Die Stadtelfen
Aus Enzyklopaedia Artimear
We're all lazy, vulgar, thieves then? That's what they say, isn't it"
Inhaltsverzeichnis
Stadtelfen | Elfen
✥ Wie ihre Cousine, die Sylvari, stammen die Stadtelfen von den Hochgeborenen ab, haben ihre Kultur und ihr Blut doch mittlerweile mit den Menschen vermischt.
✥ Werden von Menschen unterdrückt, haben sich jedoch perfekt an ihre Umstände angepasst und sind Überlebenskünstler.
✥ Trotz ihres schlechten gesellschaftlichen Standes, gelten Elfen als attraktiv und begehrenswert.
✥ Sind agiler und geschmeidiger als Menschen, besitzen ebenfalls verbessertes Geschick und Sinne, wenn auch nicht so gut wie die der Sylvari.
✥ Besitzen generell höheres Magiepotential als Menschen.
Stadtelfen sind das, was man gemeinhin als Elfen kennt und auch wenn ihre Vorfahren einst als Hochgeborene, oder Hochelfen bekannt waren, so verwenden sie diese Bezeichnung nicht für sich selbst. Abwertende Bezeichnungen für die Stadtelfen sind Shitelf oder Knifeears, welche nicht gerade selten verwendet werden.

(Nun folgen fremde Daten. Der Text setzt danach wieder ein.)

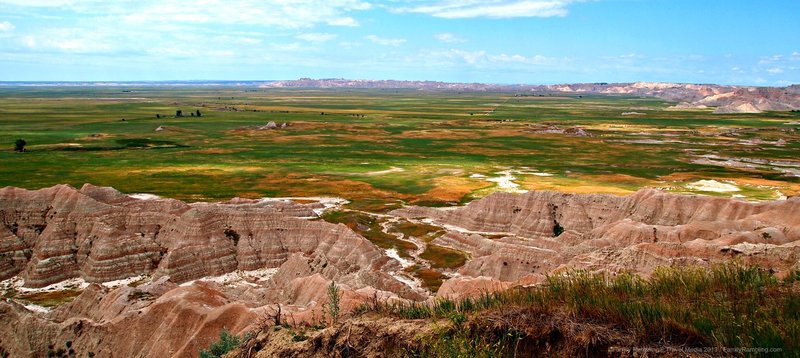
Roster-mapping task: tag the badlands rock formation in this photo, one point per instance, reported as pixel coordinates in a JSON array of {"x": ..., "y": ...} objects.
[
  {"x": 280, "y": 257},
  {"x": 726, "y": 99},
  {"x": 519, "y": 237}
]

Einst waren sie das edle Volk und wurden als Hochelfen bezeichnet. Viele Ruinen in und um den Bracken sind Zeugen welch großartiges Volk sie einst waren - bevor die Menschen kamen. Während die Vorväter der Sylvari beschlossen sich gegen die Eroberung der Menschen zur Wehr zu setzen, schlossen sich die Ahnen der Stadtelfen den Ursupatoren an. Es schien ihnen einfacher ein Teil der neuen Gesellschaft zu werden, nichtsahnend dass sie sich selbst dazu verdammten für immer Ausgestoßene zu sein. Das einstige Volk der Hochgeborenen degenierte im Lauf der Jahrhunderte, nicht nur weil sich immer öfters Menschenblut in ihm wiederfand, und sind so im Grunde ihres Seins, Wirkens und Denkens kaum noch von Menschen zu unterscheiden, wären da nicht ihre spitzen Ohren, welche sie offensichtlich als "anders" kennzeichnen.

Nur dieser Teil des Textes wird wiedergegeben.